What is the first value at which a IEEE 64-bit float cannot distinguish two integers?

I am counting on a Double (IEEE-conformant 64-bit float) to keep track of some very large numbers. The problem is that I need to maintain unit resolution of integers (the ones place).

The problem is that I know that, as IEEE floats increase in value, they decrease in precision. I am sure that at some point, we get something like this:

...
xxxxxxxxxxxxxxxxx04
xxxxxxxxxxxxxxxxx05
xxxxxxxxxxxxxxxxx06
xxxxxxxxxxxxxxxxx08
xxxxxxxxxxxxxxxxx10
...

where some integers cannot be represented at all. I want to know where that point is, so that I might be able to guard against it, warn users, or set company policy.

Note that the I am using floating-point numbers for a good reason; the fraction part is also important to the application, but it is far less important than the integer part.

Solution

The IEEE-754 basic 64-bit binary floating-point format uses 53-bit significands. Every finite number it encodes has the form s • F • 2^e, where s (for sign) is +1 or −1, F (for fraction) is the number of a 53-bit binary numeral b.bbb…bbb (note the “.” after the first bit), and e is an exponent from −1022 to +1023. (Often, floating-point numbers are normalized by shifting the bits to move the first 1 bit to the leading b position and adjusting the exponent to compensate. For discussion of representable values, we can ignore this; all numbers representable with a leading 0 are also representable with a leading 1, as long as the exponent is within bounds, which it is for this question.)

This tells us everything needed to answer the question. Every integer from 0 to 2⁵³−1 is representable in the form +1 • b.bbb…bbb • 2⁵² for some combination of values of the bits b.bbb…bbb. And 2⁵³ is representable as +1 • 1.000…000 • 2⁵³. But 2⁵³+1 is not representable because it would need an F in the form 1.000…0001, where 54 bits are required (the first for 2⁵³ and the last for 2⁰).

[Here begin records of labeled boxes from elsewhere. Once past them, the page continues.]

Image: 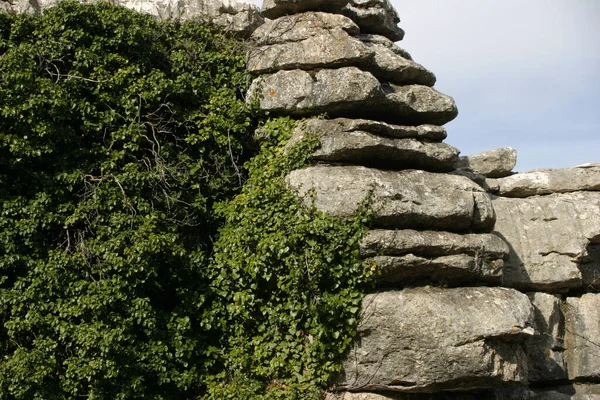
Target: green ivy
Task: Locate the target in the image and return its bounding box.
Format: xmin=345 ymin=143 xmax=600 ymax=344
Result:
xmin=206 ymin=118 xmax=373 ymax=400
xmin=0 ymin=2 xmax=372 ymax=400
xmin=0 ymin=3 xmax=253 ymax=399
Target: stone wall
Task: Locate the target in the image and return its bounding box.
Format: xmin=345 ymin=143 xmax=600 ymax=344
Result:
xmin=241 ymin=0 xmax=600 ymax=400
xmin=0 ymin=0 xmax=600 ymax=400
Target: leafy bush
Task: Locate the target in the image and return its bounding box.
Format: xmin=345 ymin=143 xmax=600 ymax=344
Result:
xmin=0 ymin=3 xmax=371 ymax=399
xmin=0 ymin=3 xmax=251 ymax=399
xmin=207 ymin=118 xmax=373 ymax=400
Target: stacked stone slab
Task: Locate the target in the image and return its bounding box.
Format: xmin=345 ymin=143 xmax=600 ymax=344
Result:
xmin=248 ymin=0 xmax=600 ymax=400
xmin=454 ymin=149 xmax=600 ymax=399
xmin=0 ymin=0 xmax=264 ymax=37
xmin=243 ymin=0 xmax=548 ymax=398
xmin=0 ymin=0 xmax=600 ymax=400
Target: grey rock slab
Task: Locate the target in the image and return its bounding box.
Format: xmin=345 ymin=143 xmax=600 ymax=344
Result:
xmin=5 ymin=0 xmax=264 ymax=37
xmin=262 ymin=0 xmax=350 ymax=19
xmin=248 ymin=22 xmax=435 ymax=86
xmin=360 ymin=229 xmax=509 ymax=287
xmin=341 ymin=0 xmax=404 ymax=42
xmin=337 ymin=287 xmax=533 ymax=392
xmin=248 ymin=67 xmax=458 ymax=125
xmin=250 ymin=12 xmax=360 ymax=46
xmin=262 ymin=0 xmax=404 ymax=41
xmin=290 ymin=118 xmax=447 ymax=144
xmin=286 ymin=166 xmax=495 ymax=231
xmin=288 ymin=120 xmax=459 ymax=172
xmin=364 ymin=36 xmax=436 ymax=86
xmin=457 ymin=147 xmax=517 ymax=178
xmin=247 ymin=29 xmax=374 ymax=74
xmin=565 ymin=293 xmax=600 ymax=380
xmin=373 ymin=254 xmax=504 ymax=288
xmin=325 ymin=390 xmax=504 ymax=400
xmin=493 ymin=165 xmax=600 ymax=197
xmin=579 ymin=242 xmax=600 ymax=292
xmin=492 ymin=192 xmax=600 ymax=293
xmin=572 ymin=383 xmax=600 ymax=400
xmin=360 ymin=229 xmax=509 ymax=259
xmin=356 ymin=33 xmax=413 ymax=60
xmin=525 ymin=292 xmax=567 ymax=382
xmin=248 ymin=67 xmax=383 ymax=116
xmin=384 ymin=84 xmax=458 ymax=125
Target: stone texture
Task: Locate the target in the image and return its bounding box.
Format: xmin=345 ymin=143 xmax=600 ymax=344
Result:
xmin=373 ymin=254 xmax=504 ymax=288
xmin=248 ymin=19 xmax=435 ymax=86
xmin=248 ymin=67 xmax=458 ymax=125
xmin=364 ymin=35 xmax=436 ymax=86
xmin=579 ymin=242 xmax=600 ymax=292
xmin=288 ymin=120 xmax=458 ymax=172
xmin=360 ymin=229 xmax=509 ymax=259
xmin=262 ymin=0 xmax=350 ymax=19
xmin=493 ymin=192 xmax=600 ymax=292
xmin=291 ymin=118 xmax=446 ymax=144
xmin=490 ymin=164 xmax=600 ymax=197
xmin=250 ymin=12 xmax=359 ymax=46
xmin=338 ymin=287 xmax=533 ymax=392
xmin=565 ymin=293 xmax=600 ymax=380
xmin=247 ymin=29 xmax=374 ymax=74
xmin=325 ymin=390 xmax=504 ymax=400
xmin=356 ymin=33 xmax=413 ymax=60
xmin=457 ymin=147 xmax=517 ymax=178
xmin=341 ymin=0 xmax=404 ymax=42
xmin=361 ymin=229 xmax=508 ymax=287
xmin=525 ymin=293 xmax=567 ymax=382
xmin=262 ymin=0 xmax=404 ymax=41
xmin=286 ymin=166 xmax=495 ymax=231
xmin=3 ymin=0 xmax=264 ymax=37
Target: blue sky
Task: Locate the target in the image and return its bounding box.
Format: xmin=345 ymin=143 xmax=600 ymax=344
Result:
xmin=248 ymin=0 xmax=600 ymax=171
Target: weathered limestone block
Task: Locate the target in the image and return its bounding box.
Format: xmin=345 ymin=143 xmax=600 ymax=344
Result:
xmin=5 ymin=0 xmax=264 ymax=37
xmin=251 ymin=12 xmax=360 ymax=46
xmin=373 ymin=254 xmax=504 ymax=288
xmin=363 ymin=35 xmax=436 ymax=86
xmin=247 ymin=29 xmax=374 ymax=74
xmin=288 ymin=118 xmax=447 ymax=142
xmin=262 ymin=0 xmax=350 ymax=19
xmin=579 ymin=242 xmax=600 ymax=292
xmin=248 ymin=67 xmax=458 ymax=125
xmin=325 ymin=390 xmax=500 ymax=400
xmin=286 ymin=166 xmax=495 ymax=232
xmin=262 ymin=0 xmax=404 ymax=41
xmin=456 ymin=147 xmax=517 ymax=178
xmin=565 ymin=293 xmax=600 ymax=380
xmin=360 ymin=229 xmax=509 ymax=259
xmin=288 ymin=120 xmax=459 ymax=172
xmin=248 ymin=16 xmax=435 ymax=86
xmin=341 ymin=0 xmax=404 ymax=42
xmin=525 ymin=293 xmax=567 ymax=382
xmin=493 ymin=192 xmax=600 ymax=292
xmin=356 ymin=33 xmax=413 ymax=60
xmin=338 ymin=287 xmax=533 ymax=392
xmin=361 ymin=229 xmax=508 ymax=287
xmin=489 ymin=164 xmax=600 ymax=197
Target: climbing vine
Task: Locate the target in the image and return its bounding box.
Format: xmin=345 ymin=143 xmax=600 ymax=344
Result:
xmin=0 ymin=2 xmax=371 ymax=399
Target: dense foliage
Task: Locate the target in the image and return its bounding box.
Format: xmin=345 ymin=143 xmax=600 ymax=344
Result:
xmin=0 ymin=3 xmax=371 ymax=399
xmin=209 ymin=119 xmax=373 ymax=400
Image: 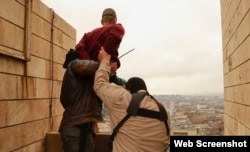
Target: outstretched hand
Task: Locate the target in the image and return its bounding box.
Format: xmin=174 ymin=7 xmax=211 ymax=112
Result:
xmin=98 ymin=47 xmax=111 ymax=61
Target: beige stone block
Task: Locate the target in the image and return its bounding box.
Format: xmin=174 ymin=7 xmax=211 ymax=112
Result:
xmin=0 ymin=119 xmax=49 ymax=152
xmin=235 ymin=104 xmax=249 ymax=124
xmin=63 ymin=34 xmax=76 ymax=50
xmin=53 ymin=63 xmax=65 ymax=81
xmin=53 ymin=98 xmax=64 ymax=116
xmin=22 ymin=78 xmax=52 ymax=99
xmin=54 ymin=13 xmax=76 ymax=41
xmin=0 ymin=18 xmax=24 ymax=52
xmin=222 ymin=0 xmax=240 ymax=45
xmin=224 ymin=60 xmax=250 ymax=87
xmin=235 ymin=13 xmax=250 ymax=47
xmin=31 ymin=13 xmax=52 ymax=41
xmin=231 ymin=37 xmax=250 ymax=69
xmin=31 ymin=34 xmax=52 ymax=60
xmin=53 ymin=28 xmax=63 ymax=48
xmin=15 ymin=140 xmax=45 ymax=152
xmin=237 ymin=123 xmax=250 ymax=136
xmin=0 ymin=0 xmax=25 ymax=27
xmin=52 ymin=115 xmax=62 ymax=131
xmin=53 ymin=81 xmax=62 ymax=98
xmin=0 ymin=54 xmax=25 ymax=75
xmin=53 ymin=45 xmax=66 ymax=65
xmin=27 ymin=56 xmax=52 ymax=78
xmin=0 ymin=99 xmax=50 ymax=127
xmin=32 ymin=0 xmax=52 ymax=23
xmin=45 ymin=131 xmax=63 ymax=152
xmin=0 ymin=73 xmax=18 ymax=100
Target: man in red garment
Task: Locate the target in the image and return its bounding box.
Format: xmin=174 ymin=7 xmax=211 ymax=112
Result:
xmin=76 ymin=8 xmax=125 ymax=68
xmin=60 ymin=8 xmax=124 ymax=152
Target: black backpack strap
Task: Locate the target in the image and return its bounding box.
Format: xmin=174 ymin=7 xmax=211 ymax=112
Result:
xmin=150 ymin=95 xmax=170 ymax=136
xmin=127 ymin=92 xmax=147 ymax=116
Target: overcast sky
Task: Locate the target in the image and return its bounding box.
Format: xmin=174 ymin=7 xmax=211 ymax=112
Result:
xmin=42 ymin=0 xmax=223 ymax=95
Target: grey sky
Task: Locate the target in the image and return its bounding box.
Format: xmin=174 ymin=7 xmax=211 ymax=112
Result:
xmin=42 ymin=0 xmax=223 ymax=94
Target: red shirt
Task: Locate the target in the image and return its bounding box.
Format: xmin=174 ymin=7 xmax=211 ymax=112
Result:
xmin=76 ymin=24 xmax=125 ymax=61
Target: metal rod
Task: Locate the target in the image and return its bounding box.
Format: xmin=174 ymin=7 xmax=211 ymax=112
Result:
xmin=118 ymin=49 xmax=135 ymax=59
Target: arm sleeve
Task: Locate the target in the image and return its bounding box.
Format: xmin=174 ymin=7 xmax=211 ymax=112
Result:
xmin=70 ymin=59 xmax=99 ymax=75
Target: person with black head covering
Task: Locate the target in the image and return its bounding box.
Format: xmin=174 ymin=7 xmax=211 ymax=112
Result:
xmin=94 ymin=48 xmax=169 ymax=152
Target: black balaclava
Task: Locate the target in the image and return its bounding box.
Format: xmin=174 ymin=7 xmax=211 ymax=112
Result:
xmin=125 ymin=77 xmax=147 ymax=93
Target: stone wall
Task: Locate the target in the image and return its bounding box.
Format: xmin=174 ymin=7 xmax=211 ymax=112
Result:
xmin=0 ymin=0 xmax=76 ymax=152
xmin=221 ymin=0 xmax=250 ymax=135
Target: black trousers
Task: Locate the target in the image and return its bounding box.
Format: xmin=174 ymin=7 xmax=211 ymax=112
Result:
xmin=60 ymin=123 xmax=94 ymax=152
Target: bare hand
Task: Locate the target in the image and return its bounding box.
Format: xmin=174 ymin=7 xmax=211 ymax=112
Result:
xmin=98 ymin=47 xmax=111 ymax=61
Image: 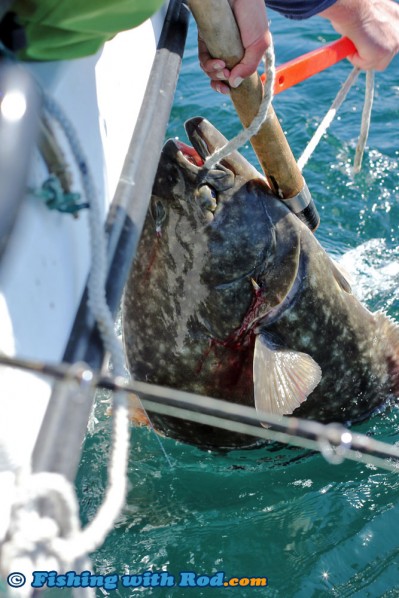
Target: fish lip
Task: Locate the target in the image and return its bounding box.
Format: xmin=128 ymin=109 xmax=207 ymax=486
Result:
xmin=164 ymin=116 xmax=231 ymax=174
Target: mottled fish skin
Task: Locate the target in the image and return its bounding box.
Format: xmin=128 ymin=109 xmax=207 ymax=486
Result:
xmin=122 ymin=118 xmax=399 ymax=449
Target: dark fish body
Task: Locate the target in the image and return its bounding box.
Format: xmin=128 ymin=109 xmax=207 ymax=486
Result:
xmin=123 ymin=119 xmax=399 ymax=448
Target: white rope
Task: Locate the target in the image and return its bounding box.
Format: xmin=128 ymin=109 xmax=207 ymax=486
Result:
xmin=203 ymin=41 xmax=276 ymax=170
xmin=298 ymin=68 xmax=360 ymax=172
xmin=1 ymin=95 xmax=130 ymax=596
xmin=41 ymin=96 xmax=130 ymax=558
xmin=353 ymin=71 xmax=374 ymax=174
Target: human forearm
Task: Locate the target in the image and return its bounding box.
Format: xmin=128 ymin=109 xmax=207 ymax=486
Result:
xmin=319 ymin=0 xmax=399 ymax=70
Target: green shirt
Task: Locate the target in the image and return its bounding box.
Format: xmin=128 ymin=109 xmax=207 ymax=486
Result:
xmin=12 ymin=0 xmax=163 ymax=60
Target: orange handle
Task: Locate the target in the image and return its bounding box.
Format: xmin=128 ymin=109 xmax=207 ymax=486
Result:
xmin=261 ymin=37 xmax=356 ymax=95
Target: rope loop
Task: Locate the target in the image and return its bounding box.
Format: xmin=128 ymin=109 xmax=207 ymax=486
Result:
xmin=200 ymin=40 xmax=276 ymax=173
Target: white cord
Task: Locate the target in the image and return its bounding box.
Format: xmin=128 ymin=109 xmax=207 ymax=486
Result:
xmin=353 ymin=71 xmax=374 ymax=174
xmin=203 ymin=41 xmax=276 ymax=170
xmin=298 ymin=68 xmax=360 ymax=172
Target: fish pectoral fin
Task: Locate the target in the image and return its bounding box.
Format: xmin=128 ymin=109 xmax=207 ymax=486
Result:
xmin=253 ymin=334 xmax=321 ymax=427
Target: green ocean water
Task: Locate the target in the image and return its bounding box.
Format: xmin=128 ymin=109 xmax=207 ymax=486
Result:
xmin=77 ymin=11 xmax=399 ymax=598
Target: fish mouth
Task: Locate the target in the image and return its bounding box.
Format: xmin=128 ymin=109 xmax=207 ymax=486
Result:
xmin=164 ymin=116 xmax=231 ymax=174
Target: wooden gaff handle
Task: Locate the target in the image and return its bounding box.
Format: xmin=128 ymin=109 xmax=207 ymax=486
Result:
xmin=189 ymin=0 xmax=304 ymax=198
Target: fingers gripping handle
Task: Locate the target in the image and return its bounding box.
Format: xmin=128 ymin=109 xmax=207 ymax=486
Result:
xmin=189 ymin=0 xmax=320 ymax=230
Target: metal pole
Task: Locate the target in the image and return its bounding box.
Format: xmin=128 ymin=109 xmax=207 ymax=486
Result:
xmin=32 ymin=0 xmax=189 ymax=480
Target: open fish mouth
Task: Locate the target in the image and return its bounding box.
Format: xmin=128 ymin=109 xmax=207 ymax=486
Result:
xmin=175 ymin=141 xmax=205 ymax=168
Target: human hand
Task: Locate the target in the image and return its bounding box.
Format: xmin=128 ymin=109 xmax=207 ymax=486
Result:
xmin=198 ymin=0 xmax=271 ymax=94
xmin=319 ymin=0 xmax=399 ymax=71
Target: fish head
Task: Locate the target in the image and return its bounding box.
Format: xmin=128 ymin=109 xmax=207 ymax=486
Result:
xmin=152 ymin=117 xmax=297 ymax=338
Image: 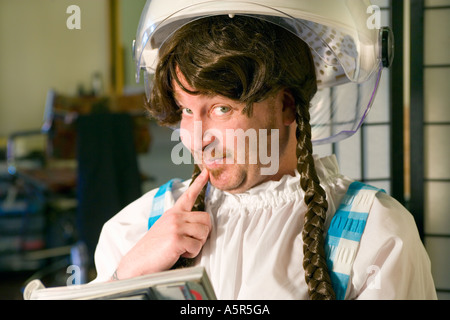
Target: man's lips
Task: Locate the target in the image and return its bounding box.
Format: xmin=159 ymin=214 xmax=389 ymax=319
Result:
xmin=203 ymin=157 xmax=226 ymax=166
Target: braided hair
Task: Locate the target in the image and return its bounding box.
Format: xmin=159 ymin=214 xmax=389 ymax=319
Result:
xmin=148 ymin=16 xmax=335 ymax=299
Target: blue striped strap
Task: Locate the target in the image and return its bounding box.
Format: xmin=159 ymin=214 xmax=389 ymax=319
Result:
xmin=325 ymin=181 xmax=384 ymax=300
xmin=148 ymin=179 xmax=181 ymax=229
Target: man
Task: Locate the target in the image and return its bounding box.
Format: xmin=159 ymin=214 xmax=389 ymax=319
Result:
xmin=96 ymin=3 xmax=436 ymax=299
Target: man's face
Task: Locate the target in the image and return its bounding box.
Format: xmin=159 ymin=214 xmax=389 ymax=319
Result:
xmin=174 ymin=77 xmax=295 ymax=193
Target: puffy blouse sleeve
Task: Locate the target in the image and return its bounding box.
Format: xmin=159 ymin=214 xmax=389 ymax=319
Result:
xmin=347 ymin=192 xmax=437 ymax=300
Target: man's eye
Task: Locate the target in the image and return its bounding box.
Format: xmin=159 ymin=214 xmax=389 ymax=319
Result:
xmin=213 ymin=106 xmax=231 ymax=116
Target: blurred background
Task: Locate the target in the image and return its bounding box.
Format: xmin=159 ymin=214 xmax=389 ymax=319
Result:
xmin=0 ymin=0 xmax=450 ymax=299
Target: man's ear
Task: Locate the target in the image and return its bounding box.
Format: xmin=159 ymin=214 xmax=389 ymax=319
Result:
xmin=281 ymin=89 xmax=297 ymax=126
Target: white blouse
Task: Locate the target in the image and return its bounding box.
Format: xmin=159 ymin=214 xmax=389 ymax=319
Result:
xmin=95 ymin=156 xmax=436 ymax=299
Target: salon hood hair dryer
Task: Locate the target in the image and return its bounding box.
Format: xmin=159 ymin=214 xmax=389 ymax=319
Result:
xmin=133 ymin=0 xmax=394 ymax=144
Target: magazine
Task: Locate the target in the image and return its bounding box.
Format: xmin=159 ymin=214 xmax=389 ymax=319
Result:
xmin=23 ymin=267 xmax=217 ymax=300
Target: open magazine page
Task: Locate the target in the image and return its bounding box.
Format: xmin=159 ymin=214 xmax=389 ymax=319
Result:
xmin=24 ymin=267 xmax=216 ymax=300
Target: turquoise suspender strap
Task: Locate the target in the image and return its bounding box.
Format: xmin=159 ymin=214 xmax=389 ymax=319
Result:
xmin=148 ymin=179 xmax=181 ymax=229
xmin=325 ymin=181 xmax=384 ymax=300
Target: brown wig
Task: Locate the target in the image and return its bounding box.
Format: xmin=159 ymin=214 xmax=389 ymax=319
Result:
xmin=148 ymin=16 xmax=335 ymax=299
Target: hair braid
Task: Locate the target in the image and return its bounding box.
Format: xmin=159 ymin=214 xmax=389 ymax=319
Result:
xmin=296 ymin=104 xmax=335 ymax=300
xmin=172 ymin=165 xmax=208 ymax=269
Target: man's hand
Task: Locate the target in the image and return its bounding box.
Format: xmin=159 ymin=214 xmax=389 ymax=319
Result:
xmin=113 ymin=169 xmax=211 ymax=279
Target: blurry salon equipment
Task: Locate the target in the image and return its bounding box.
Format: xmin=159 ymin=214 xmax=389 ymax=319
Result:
xmin=0 ymin=90 xmax=151 ymax=285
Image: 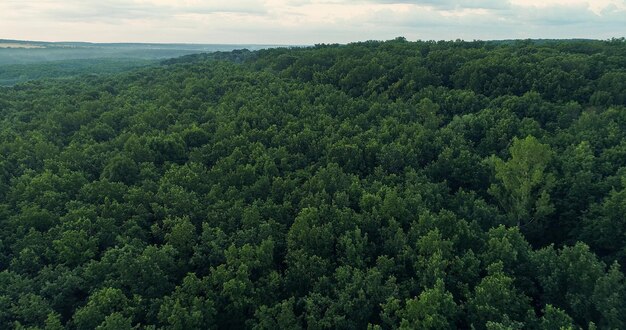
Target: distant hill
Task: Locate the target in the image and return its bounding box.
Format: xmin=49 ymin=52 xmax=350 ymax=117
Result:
xmin=0 ymin=39 xmax=290 ymax=86
xmin=0 ymin=39 xmax=281 ymax=65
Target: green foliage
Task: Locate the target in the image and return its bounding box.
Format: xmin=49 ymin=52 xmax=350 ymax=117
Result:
xmin=0 ymin=38 xmax=626 ymax=329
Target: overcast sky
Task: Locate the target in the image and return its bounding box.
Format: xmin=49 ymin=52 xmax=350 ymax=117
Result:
xmin=0 ymin=0 xmax=626 ymax=44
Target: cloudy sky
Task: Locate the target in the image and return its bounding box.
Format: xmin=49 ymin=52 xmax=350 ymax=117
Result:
xmin=0 ymin=0 xmax=626 ymax=44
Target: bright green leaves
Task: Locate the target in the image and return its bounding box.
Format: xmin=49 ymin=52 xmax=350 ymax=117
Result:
xmin=398 ymin=280 xmax=459 ymax=330
xmin=489 ymin=136 xmax=554 ymax=228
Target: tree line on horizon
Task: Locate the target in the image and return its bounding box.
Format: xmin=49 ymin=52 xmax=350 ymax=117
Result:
xmin=0 ymin=38 xmax=626 ymax=330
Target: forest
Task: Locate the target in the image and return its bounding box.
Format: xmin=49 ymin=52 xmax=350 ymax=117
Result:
xmin=0 ymin=37 xmax=626 ymax=330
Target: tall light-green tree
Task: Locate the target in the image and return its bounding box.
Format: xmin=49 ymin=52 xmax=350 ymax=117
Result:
xmin=489 ymin=136 xmax=554 ymax=227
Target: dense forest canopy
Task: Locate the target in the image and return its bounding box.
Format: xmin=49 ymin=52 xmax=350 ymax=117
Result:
xmin=0 ymin=38 xmax=626 ymax=329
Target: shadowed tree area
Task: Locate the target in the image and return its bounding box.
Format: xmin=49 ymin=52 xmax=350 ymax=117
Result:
xmin=0 ymin=38 xmax=626 ymax=329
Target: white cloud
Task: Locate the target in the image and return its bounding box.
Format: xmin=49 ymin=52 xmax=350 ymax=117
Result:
xmin=0 ymin=0 xmax=626 ymax=44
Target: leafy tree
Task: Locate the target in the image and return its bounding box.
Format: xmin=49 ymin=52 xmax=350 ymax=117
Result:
xmin=489 ymin=136 xmax=554 ymax=232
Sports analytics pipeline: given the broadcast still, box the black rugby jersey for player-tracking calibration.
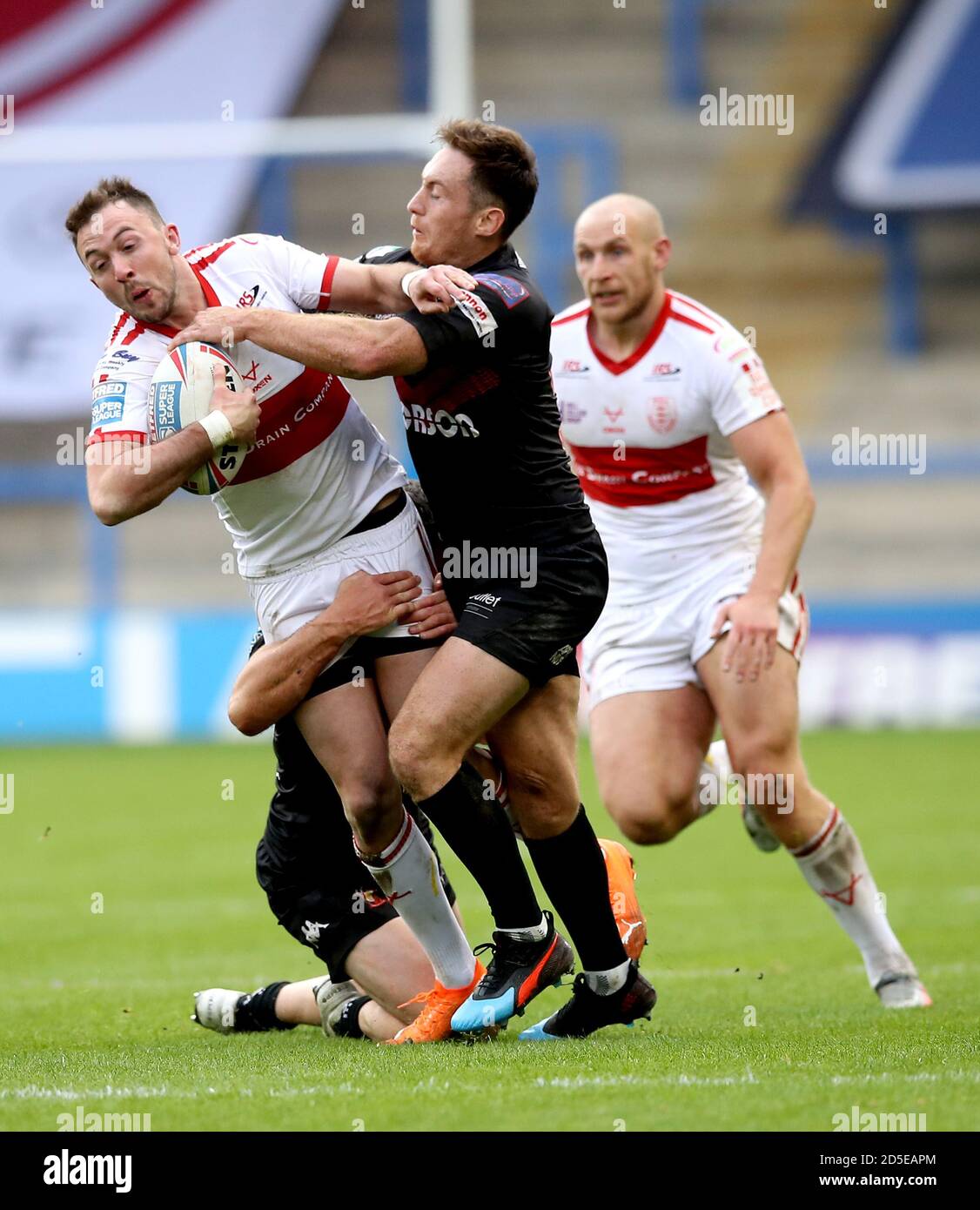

After that, 2⁵³+2 is representable, because spanning its highest and lowest 1 bit requires only 53 bits (from 2⁵³ to 2¹). So, at this magnitude, the even integers are representable, and the odd integers are not.

So, the transition from consecutive representable integers to non-representable integers looks like:

9,007,199,254,740,919 = 2⁵³−3 is representable.
9,007,199,254,740,920 = 2⁵³−2 is representable.
9,007,199,254,740,921 = 2⁵³−1 is representable.
9,007,199,254,740,922 = 2⁵³ is representable.
9,007,199,254,740,923 = 2⁵³+1 is not representable.
9,007,199,254,740,924 = 2⁵³+2 is representable.
9,007,199,254,740,925 = 2⁵³+3 is not representable.
9,007,199,254,740,926 = 2⁵³+4 is representable.